Somebody was making him drink. The soldiers had caught him he was sure, and he fought to break away, but somebody was holding him down and making him swallow. It wasn't soldiers, it couldn't be: they let him break away, stumbling through the jungle. Sometimes he thought he was back in his hole, only dreaming he was loose. Other times he thought he was still dropping from the plane with the rest of his team, his chute not opening.
In two weeks the rain started, coming down forever. Mud. Wood rot. Showers streaming down so thick that he could hardly breathe. He kept on, dazed by the pelt of the rain, infuriated by the suck of the mud, by the wet bushes clinging to him. He could not tell which way was south anymore — the night clouds would break and he would take a bearing from a star, but then the clouds would close up and he'd have to travel blind, and when the clouds once more opened, he'd discover he had lost direction. One morning he found he had wandered in a circle, and after that he travelled only in the day. He had to go slower, more carefully, to keep from being spotted. When clouds obscured the sun, he aimed toward far-off landmarks, a mountain peak or a towering tree. And each day, every day, the rains came.
He fell out of the forest staggering across a field, and somebody shot at him. He stumbled to the ground, crawling back to the trees. Another shot. People running through the grass. 'I told you to identify yourself,' a man was saying. 'If it weren't I saw you didn't have a weapon, I'd have killed you. Stand the hell up and identify yourself.'
Americans. He started laughing. He could not stop laughing. They held him in the hospital for a month before his hysteria left him. His drop into the north had been at the start of December, and it was now the start of May they told him. How long he had been a prisoner he didn't know. How long he had been on the run he didn't know. But between then and now he had covered the distance between his drop area and this American base in the south, three hundred and ninety miles. And what had started him laughing was that he must have been in American territory for days, some of the soldiers he had heard in the night and hid from must have been Americans.
11
He put off going back out there as long as he could. He knew he would not be able to stand it when Teasle came touching the scissors to his head and cutting. The spray of water on him, he glanced out the shower, and Galt was suddenly at the bottom of the stairs, holding the scissors and a can of shaving cream and a straight razor.

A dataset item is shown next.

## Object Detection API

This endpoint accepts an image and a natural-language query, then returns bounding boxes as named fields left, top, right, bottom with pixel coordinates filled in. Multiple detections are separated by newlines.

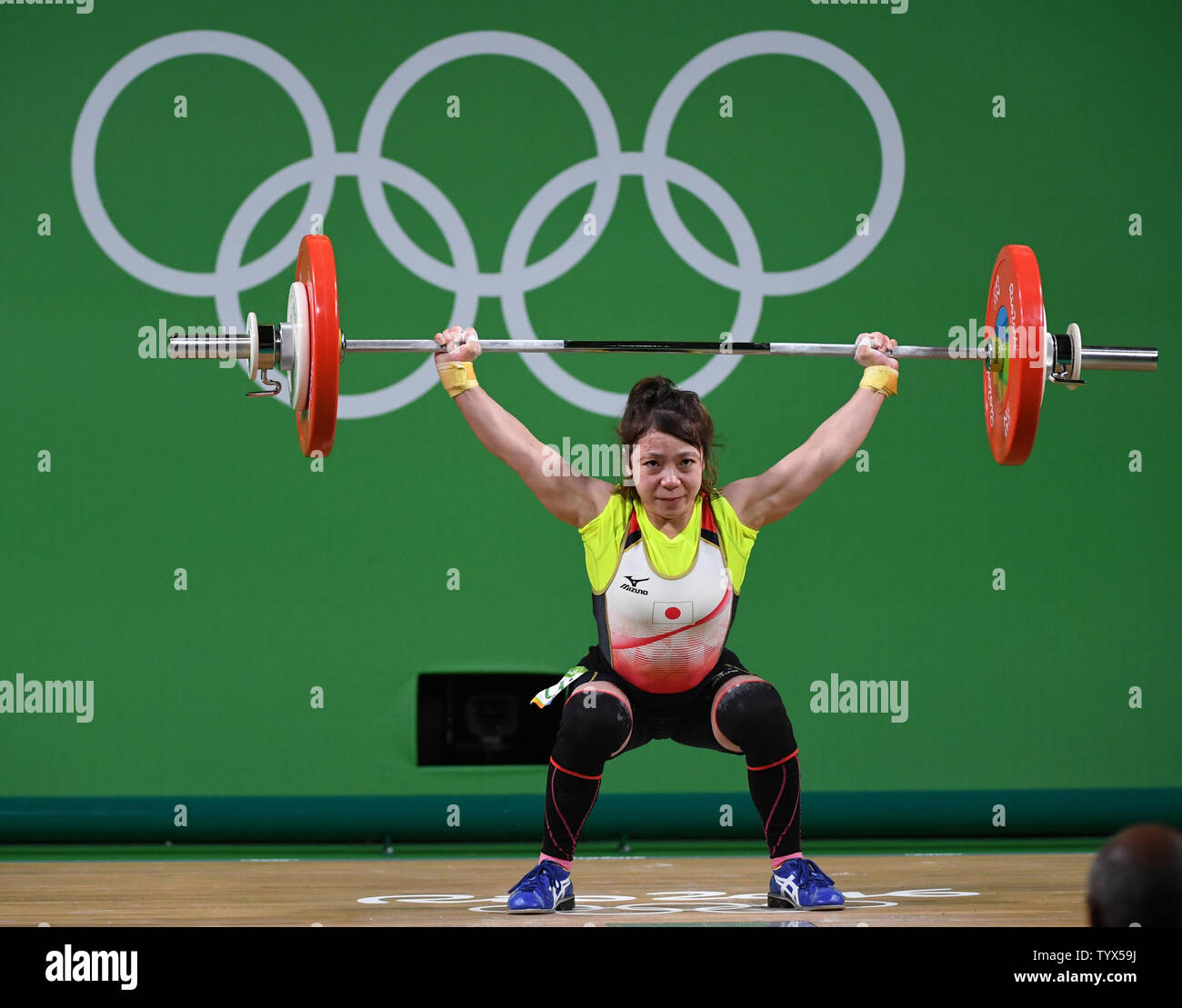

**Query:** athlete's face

left=633, top=430, right=702, bottom=519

His stomach tightened. He watched frantically as Teasle pointed at a desk and chair by the bottom of the stairs, saying something to Galt that came muffled through the noise of the spray. Galt brought the chair around in front of the desk, took some newspapers from inside the desk and spread them under the chair. He was not long doing it at all. Directly Teasle came toward him in the stall, close enough for him to hear.
'Turn off the water,' Teasle said.
Rambo pretended not to hear.
Teasle came farther down. 'Turn off the water,' he repeated.
Rambo went on washing his arms and chest. The soap was a big yellow cake that smelled strongly of disinfectant. He switched to soaping his legs. It was the third time he had soaped them. Teasle nodded and walked out of sight to the left of the stall where there must have been a shut-off valve because in a second the water quit spraying. Rambo's legs and shoulders tightened, water dripping from him onto the hollow metal bottom of the stall, and then Teasle was in sight again, holding a towel.